High Performance Computing: Beyond Moore’s Law
Rob Schreiber, Cerebras Systems Inc.
Supercomputer performance now exceeds that of the earliest computers by thirteen orders of magnitude, yet science still needs more than they provide. Prior to 1990, supercomputers were powered by one, or a few, sequential or vector processors. But since 1990, almost all the increased machine performance has been provided by a shift to highly parallel systems. This change, the triumph of parallelism, was made possible by Dennard scaling and Moore’s law, which made low-cost commodity hardware the basis for modern supercomputers. But Dennard scaling is over, and Moore’s Law is coming to an end.
Demand engenders supply, and ways to prolong the growth in supercomputing performance are at hand or on the horizon. Architectural specialization has returned, after a loss of system diversity in the Moore’s law era; it provides a significant boost for computational science. And at the hardware level, the development of a viable wafer-scale compute platform has important ramifications. Other long-term possibilities, notably quantum computing, may eventually play a role.
Wafer-scale integration was tried, and failed, at a well-funded 1990s startup. It has now been brought to customers, successfully, by Cerebras Systems. Why wafer-scale? Real achieved performance in supercomputers (as opposed to the peak speed) is limited by the bandwidth and latency barriers --- memory and communication walls --- that impose delay when off-processor-chip data is needed, and it is needed all the time. By changing the scale of the chip by two orders of magnitude, we can pack a small, powerful, mini-supercomputer on one piece of silicon, and eliminate much of the off-chip traffic for applications that can fit in the available memory. The elimination of most off-chip communication also cuts the power per unit performance, a key parameter when total system power is capped, as it usually is.

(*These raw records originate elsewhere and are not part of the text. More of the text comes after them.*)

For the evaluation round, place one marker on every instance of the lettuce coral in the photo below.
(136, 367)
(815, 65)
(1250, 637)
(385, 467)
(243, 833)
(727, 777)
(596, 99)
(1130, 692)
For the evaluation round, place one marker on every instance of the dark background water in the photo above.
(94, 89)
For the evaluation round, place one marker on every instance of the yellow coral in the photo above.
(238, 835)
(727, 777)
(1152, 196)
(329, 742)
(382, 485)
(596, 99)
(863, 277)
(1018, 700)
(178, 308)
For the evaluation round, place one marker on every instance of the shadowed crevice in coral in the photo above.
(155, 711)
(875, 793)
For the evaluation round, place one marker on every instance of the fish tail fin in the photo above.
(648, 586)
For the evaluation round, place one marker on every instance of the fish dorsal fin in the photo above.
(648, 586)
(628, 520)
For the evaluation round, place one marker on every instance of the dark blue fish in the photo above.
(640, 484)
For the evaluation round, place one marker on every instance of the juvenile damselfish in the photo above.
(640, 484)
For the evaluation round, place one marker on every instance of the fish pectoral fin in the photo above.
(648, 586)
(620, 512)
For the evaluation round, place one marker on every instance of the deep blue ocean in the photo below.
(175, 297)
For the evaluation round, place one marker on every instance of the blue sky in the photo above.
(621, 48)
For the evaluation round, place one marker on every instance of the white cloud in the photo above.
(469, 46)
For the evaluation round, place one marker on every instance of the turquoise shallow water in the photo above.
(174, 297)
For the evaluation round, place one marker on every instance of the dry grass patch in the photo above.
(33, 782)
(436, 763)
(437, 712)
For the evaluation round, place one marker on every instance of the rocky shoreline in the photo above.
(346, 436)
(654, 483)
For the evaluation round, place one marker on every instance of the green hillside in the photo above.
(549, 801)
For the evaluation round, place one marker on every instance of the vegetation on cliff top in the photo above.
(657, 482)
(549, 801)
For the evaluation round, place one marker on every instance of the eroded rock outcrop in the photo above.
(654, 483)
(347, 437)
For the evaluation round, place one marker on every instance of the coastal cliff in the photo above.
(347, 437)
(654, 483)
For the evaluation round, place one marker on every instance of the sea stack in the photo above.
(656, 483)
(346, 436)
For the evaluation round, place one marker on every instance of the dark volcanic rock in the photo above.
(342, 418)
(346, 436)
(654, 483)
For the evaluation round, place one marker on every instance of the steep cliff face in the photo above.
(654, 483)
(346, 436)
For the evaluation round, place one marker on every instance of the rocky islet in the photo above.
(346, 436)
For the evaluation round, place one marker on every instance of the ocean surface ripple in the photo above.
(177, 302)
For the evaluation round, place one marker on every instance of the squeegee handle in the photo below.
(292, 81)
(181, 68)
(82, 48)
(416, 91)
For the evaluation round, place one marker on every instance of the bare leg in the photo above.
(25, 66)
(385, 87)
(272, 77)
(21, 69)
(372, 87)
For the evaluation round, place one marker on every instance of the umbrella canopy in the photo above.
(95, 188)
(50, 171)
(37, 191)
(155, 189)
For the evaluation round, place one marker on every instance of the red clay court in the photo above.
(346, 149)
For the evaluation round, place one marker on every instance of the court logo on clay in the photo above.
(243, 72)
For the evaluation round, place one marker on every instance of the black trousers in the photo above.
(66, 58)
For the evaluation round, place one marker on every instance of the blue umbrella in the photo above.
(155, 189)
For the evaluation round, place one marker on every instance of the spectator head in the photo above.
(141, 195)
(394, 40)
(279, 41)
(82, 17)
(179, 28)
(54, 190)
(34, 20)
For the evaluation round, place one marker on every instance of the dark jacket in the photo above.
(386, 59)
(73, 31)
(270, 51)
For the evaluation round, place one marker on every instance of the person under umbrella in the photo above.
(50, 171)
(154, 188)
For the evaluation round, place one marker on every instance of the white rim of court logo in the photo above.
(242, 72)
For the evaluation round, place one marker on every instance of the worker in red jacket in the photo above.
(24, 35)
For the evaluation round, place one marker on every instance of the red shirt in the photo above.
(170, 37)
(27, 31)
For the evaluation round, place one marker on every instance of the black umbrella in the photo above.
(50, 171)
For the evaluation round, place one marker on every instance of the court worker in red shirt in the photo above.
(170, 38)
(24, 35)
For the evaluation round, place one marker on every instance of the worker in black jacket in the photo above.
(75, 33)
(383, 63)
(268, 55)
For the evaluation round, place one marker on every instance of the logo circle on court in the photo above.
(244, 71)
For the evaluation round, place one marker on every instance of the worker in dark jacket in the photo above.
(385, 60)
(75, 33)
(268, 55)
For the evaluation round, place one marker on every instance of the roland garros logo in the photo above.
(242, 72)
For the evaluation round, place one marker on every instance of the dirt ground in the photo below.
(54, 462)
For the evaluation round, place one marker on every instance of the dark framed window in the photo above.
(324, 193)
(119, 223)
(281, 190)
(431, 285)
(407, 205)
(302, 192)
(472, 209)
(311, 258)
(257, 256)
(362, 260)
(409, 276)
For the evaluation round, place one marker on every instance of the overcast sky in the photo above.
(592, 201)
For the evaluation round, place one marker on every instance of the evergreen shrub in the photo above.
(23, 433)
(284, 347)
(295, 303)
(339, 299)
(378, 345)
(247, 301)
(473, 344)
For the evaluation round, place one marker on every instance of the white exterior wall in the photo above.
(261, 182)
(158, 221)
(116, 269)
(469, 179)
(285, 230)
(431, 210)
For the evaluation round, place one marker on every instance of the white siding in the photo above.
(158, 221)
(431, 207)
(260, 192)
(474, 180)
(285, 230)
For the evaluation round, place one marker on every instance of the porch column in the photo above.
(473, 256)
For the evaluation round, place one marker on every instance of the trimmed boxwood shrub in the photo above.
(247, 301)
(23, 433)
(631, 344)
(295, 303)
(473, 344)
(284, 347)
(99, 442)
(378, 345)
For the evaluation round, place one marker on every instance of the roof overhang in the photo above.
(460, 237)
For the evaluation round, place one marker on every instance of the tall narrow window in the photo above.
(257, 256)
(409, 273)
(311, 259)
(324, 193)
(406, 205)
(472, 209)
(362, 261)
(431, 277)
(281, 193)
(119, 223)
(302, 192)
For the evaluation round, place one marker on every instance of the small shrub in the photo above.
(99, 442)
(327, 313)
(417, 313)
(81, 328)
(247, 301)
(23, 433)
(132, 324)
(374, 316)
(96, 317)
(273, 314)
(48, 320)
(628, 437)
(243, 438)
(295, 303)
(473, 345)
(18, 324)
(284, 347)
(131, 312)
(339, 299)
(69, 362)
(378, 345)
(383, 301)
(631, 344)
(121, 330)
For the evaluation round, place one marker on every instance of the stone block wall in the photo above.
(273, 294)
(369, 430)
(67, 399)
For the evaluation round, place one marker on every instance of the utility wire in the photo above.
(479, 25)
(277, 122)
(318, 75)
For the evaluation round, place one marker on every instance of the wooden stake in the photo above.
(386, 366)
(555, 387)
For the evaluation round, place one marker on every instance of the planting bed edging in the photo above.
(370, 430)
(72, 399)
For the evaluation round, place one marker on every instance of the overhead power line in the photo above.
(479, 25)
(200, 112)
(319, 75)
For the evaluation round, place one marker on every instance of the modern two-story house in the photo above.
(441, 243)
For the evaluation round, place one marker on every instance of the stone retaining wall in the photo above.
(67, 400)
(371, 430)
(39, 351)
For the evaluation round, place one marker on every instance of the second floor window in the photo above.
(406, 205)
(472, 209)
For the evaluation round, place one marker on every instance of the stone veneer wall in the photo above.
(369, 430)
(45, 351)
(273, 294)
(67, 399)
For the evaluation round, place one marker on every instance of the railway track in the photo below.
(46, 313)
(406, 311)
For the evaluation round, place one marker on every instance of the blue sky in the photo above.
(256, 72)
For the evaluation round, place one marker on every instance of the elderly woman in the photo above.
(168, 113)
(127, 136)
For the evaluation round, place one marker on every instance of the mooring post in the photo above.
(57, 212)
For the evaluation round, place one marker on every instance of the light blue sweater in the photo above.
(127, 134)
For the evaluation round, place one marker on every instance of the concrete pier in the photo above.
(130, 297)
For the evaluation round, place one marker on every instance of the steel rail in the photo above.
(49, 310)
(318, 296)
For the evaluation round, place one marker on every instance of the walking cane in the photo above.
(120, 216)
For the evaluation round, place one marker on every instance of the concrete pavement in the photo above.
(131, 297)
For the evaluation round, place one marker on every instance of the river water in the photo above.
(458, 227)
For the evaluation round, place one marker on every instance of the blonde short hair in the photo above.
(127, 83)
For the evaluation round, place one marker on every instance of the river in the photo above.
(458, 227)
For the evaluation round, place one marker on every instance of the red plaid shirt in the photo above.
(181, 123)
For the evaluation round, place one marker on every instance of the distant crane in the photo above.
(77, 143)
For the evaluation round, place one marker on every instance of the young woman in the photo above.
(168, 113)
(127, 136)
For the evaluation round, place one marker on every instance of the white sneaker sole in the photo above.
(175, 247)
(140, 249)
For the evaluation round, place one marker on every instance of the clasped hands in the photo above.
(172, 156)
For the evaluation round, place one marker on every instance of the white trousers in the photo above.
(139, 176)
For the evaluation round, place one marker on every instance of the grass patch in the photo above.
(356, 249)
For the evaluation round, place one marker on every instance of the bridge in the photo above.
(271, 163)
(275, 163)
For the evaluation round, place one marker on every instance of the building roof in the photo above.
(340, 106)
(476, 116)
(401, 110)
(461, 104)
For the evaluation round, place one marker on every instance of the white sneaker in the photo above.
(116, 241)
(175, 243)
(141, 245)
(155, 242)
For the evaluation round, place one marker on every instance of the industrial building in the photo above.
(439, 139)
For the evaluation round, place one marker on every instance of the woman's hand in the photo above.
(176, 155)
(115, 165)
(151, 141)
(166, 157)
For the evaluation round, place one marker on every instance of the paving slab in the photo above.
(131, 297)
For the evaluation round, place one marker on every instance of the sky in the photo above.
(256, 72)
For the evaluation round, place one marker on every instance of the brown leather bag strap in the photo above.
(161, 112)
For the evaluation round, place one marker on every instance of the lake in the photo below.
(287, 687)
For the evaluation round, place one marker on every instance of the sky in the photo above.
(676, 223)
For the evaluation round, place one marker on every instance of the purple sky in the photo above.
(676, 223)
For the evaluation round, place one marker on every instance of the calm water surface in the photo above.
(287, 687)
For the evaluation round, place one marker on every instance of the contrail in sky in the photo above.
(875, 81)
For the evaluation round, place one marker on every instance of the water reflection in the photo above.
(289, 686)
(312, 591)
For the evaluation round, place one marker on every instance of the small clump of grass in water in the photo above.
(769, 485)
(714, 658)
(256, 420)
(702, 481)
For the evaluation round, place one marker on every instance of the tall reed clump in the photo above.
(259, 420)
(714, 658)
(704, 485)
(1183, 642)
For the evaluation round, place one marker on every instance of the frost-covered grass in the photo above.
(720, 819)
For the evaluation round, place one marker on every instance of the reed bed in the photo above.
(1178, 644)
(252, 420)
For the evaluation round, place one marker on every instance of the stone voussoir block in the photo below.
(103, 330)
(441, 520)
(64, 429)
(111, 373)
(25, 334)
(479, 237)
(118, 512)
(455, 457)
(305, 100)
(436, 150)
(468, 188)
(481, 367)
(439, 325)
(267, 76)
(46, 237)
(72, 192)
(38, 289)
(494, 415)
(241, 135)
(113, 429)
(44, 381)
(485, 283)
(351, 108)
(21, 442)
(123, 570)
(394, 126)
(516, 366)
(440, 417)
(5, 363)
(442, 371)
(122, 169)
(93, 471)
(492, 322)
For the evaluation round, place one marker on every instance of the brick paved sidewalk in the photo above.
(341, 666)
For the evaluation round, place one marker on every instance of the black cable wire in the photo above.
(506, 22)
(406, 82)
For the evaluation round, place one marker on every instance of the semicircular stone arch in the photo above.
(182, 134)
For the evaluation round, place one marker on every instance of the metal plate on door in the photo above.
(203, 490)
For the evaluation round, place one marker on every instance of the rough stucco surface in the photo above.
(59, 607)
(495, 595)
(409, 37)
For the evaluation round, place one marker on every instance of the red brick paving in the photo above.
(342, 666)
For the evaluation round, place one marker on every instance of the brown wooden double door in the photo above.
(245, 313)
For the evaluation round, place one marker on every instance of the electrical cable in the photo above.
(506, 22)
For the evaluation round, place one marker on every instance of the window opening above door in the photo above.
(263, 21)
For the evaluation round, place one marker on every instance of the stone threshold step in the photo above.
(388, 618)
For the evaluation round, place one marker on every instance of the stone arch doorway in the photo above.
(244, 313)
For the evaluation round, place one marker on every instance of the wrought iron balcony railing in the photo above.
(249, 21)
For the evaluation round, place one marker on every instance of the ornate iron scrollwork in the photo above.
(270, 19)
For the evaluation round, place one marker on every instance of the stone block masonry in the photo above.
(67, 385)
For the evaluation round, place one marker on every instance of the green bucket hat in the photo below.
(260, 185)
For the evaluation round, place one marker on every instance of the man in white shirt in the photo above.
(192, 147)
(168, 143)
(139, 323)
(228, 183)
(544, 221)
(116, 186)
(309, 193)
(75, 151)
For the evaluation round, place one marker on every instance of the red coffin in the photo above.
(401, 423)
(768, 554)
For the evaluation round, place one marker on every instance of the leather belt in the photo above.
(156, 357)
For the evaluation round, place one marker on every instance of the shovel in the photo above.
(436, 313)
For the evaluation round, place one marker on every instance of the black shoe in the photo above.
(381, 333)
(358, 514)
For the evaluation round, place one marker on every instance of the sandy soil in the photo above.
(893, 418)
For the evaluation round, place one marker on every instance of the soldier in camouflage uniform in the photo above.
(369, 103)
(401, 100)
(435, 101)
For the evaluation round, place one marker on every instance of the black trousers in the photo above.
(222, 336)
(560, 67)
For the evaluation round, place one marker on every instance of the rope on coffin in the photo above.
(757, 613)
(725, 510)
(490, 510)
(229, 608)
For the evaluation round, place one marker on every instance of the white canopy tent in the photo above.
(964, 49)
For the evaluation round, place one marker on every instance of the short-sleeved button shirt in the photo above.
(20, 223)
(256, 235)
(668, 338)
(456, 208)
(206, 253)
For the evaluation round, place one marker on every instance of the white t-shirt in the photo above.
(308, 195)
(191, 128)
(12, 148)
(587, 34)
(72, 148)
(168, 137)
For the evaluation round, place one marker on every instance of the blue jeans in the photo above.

I will provide some detail concerning the technical problems concerning yield, packaging, cooling, and delivery of electrical power that had to be solved to make wafer-scale computing viable. These systems are in use at several labs, and I will discuss the impact that they are having for traditional models, neural networks in science, and hybrids of AI and mathematical physics.
About Rob Schreiber

Rob Schreiber is a Distinguished Engineer at Cerebras Systems, Inc., where he works on architecture and programming of highly parallel systems for AI and science. Before Cerebras he taught at Stanford and RPI and worked at NASA, at startups, and at HP. Schreiber’s research spans sequential and parallel algorithms for matrix computation, compiler optimization for parallel languages, and high performance computer design. With Moler and Gilbert, he developed the sparse matrix extension of Matlab. He created the NAS CG parallel benchmark. He was a designer of the High Performance Fortran language. Rob led the development at HP of a system for synthesis of custom hardware accelerators. He has help pioneer the exploitation of photonic signaling in processors and networks. He is an ACM Fellow, a SIAM Fellow, and was awarded, in 2012, the Career Prize from the SIAM Activity Group in Supercomputing.